Pour chaque zone, l'intensité du transfert de chaleur suit la loi de Fourier:

Q = U . S .ΔT

Un gradient de température se crée donc au sein de chaque zone. La somme de ces gradients de température est égale à la différence de température entre fluides chaud et froid.

Le coefficient de transfert thermique global est la résultante de la combinaison de cinq coefficients de transfert:
- le coefficient de film du fluide coté chaud (hc)
- le coefficient d'encrassement coté chaud (fc)
- le coefficient de transfert de la paroi (hp)
- le coefficient de film du fluide coté froid (hf)
- le coefficient d'encrassement coté froid (ff)

Ces coefficients sont combinés de la manière suivante:

1/U = 1/hc + 1/fc + 1/hp + 1/hf + 1/ff

Les valeurs des coefficients de film dépendent essentiellement de la nature du fluide (viscosité, conductivité thermique, chaleur de changement de phase), de son degré de turbulence et du comportement du fluide (échauffement ou refroidissement, vaporisation ou condensation).

Le coefficient de transfert thermique au travers de la paroi est directement proportionnel à la conductivité thermique du matériau constituant cette paroi, et peut aisément être calculé par la relation:
hp = λ / e
avec:
- λ: conductivité thermique du matériau
- e: épaisseur de la paroi

La notion de coefficient de transfert thermique est parfois remplacée par la notion de résistance thermique avec l'équivalence suivante:

Résistance = 1 / coefficient de transfert

Limitation du coefficient de transfert global

Le coefficient de transfert global est la combinaison des coefficients de film et d'encrassement des côtés chaud et froid. L'augmentation de chacun de ces coefficients contribue à augmenter le coefficient global. Cependant ce dernier ne pourra pas être supérieur au coefficient le plus faible.
C'est donc souvent le coefficient le plus faible qui limite le coefficient global.
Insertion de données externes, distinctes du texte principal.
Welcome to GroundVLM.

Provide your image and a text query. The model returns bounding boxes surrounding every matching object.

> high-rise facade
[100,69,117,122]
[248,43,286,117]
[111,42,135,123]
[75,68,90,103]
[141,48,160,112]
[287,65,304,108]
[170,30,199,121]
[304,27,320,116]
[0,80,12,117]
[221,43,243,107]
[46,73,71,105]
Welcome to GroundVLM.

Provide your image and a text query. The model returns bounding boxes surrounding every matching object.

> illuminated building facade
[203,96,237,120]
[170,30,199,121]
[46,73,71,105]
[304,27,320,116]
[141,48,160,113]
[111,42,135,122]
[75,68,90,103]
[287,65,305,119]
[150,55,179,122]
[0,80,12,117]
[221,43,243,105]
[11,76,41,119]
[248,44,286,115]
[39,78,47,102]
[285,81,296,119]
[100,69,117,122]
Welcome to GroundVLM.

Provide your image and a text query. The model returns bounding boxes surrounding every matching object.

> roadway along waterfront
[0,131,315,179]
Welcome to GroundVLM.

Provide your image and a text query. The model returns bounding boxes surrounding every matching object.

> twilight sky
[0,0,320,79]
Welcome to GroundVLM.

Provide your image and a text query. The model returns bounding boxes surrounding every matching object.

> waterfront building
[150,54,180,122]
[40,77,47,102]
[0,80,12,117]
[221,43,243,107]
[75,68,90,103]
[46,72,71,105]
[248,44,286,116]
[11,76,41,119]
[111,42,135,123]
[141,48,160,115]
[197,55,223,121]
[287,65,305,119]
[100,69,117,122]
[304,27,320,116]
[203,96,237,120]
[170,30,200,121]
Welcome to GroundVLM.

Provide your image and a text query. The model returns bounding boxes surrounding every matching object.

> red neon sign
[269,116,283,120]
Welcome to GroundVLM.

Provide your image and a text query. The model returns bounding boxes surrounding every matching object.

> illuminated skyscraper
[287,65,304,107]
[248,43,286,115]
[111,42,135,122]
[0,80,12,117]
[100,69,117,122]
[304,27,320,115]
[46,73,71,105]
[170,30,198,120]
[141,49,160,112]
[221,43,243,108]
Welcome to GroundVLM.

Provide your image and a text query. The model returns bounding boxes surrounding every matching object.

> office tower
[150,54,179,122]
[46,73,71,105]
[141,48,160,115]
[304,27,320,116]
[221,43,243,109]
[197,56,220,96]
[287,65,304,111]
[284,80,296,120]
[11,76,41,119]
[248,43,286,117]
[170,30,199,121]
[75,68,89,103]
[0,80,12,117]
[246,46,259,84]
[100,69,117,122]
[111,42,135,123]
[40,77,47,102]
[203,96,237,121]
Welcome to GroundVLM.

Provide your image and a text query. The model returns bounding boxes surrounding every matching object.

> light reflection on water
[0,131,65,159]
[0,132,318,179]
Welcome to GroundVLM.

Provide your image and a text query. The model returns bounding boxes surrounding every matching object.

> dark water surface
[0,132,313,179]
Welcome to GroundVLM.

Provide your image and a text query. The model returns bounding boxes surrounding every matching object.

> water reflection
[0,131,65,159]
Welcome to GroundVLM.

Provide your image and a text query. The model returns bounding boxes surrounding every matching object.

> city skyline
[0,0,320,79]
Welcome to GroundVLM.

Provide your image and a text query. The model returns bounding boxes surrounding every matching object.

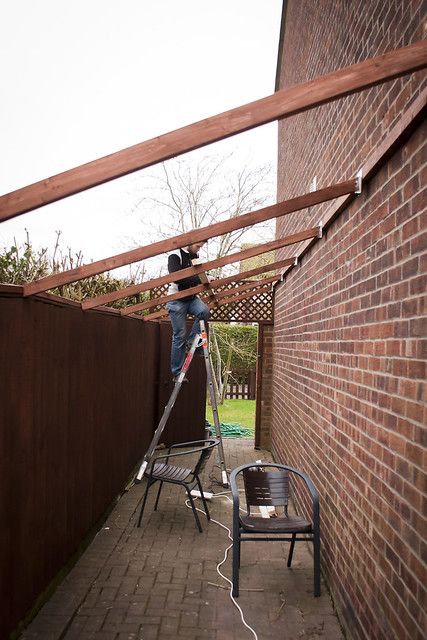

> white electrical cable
[185,498,258,640]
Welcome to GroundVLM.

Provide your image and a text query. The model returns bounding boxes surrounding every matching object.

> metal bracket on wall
[354,169,362,195]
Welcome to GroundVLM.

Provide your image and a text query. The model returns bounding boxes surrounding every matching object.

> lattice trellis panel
[150,281,273,322]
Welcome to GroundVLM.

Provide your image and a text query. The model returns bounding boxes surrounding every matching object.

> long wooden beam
[282,87,427,284]
[120,258,295,316]
[207,285,272,312]
[82,227,319,310]
[0,41,427,220]
[216,274,280,300]
[24,178,357,296]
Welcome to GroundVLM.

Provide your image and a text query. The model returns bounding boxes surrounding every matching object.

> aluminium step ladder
[135,320,229,487]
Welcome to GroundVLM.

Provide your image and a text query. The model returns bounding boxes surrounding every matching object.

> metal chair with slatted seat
[138,438,219,533]
[230,463,320,597]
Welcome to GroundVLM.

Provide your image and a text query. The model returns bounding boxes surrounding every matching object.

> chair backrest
[193,438,219,475]
[243,467,289,513]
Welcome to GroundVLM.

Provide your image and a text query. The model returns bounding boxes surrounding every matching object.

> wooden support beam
[282,87,427,284]
[24,178,356,296]
[216,275,280,300]
[82,227,319,310]
[0,41,427,220]
[191,258,219,303]
[142,277,278,322]
[207,284,272,308]
[120,258,295,316]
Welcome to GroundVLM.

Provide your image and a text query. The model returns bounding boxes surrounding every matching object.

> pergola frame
[0,41,427,319]
[120,258,295,316]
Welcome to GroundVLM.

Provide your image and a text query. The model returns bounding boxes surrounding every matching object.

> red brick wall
[255,322,274,449]
[271,0,427,640]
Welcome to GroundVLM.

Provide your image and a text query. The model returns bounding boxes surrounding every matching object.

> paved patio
[21,438,343,640]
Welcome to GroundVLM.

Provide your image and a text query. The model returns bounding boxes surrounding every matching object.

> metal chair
[138,438,219,533]
[230,463,320,597]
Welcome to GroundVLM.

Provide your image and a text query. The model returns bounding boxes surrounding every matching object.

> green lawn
[206,400,255,429]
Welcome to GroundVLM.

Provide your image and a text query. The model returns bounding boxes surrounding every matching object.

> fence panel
[225,370,256,400]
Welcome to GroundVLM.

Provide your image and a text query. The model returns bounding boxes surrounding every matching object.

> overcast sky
[0,0,282,262]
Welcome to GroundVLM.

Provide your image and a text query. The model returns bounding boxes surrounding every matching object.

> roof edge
[274,0,288,91]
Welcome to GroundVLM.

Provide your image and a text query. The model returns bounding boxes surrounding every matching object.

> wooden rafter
[0,41,427,220]
[82,227,319,310]
[282,87,427,284]
[24,178,357,296]
[216,275,280,300]
[207,284,272,312]
[120,258,295,316]
[143,276,279,321]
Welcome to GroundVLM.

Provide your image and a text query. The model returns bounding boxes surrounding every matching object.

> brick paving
[21,438,343,640]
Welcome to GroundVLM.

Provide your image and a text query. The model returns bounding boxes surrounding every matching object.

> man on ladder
[166,242,209,382]
[135,242,228,486]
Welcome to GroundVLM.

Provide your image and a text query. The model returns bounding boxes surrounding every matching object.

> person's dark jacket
[168,249,201,302]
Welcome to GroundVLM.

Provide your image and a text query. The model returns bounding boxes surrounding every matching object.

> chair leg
[288,533,296,567]
[154,480,163,511]
[231,533,240,598]
[313,532,320,598]
[196,476,211,520]
[185,487,203,533]
[137,480,151,527]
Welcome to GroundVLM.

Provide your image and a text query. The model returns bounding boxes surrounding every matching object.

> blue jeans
[166,297,209,376]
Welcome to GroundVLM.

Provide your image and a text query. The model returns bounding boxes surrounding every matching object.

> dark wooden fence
[225,371,256,400]
[0,285,205,638]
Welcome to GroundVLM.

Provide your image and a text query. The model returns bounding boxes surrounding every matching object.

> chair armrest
[230,462,320,529]
[153,439,219,464]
Par conséquent il est inutile d'essayer d'augmenter la conductivité d'une paroi si c'est l'encrassement qui gouverne l'échange.
Les moyens d'augmenter le coefficient d'échange sont:
 - adopter des matériaux les plus conducteurs pour construire les surfaces d'échange; par ordre de conductivité décroissante:
Aluminium > Acier carbone > Acier inox > Matière plastique
 - disposer le fluide le plus encrassant du côté le plus aisé à nettoyer
 - adopter des traitements de surface réduisant les dépôts pour les fluides encrassants
 - augmenter la turbulence au voisinage de la surface d'échange
 - adopter des tubes ailettés du côté où le coefficient de film est le plus faible; la faiblesse du coefficient de film est ainsi compensé par une augmentation de la surface d'échange.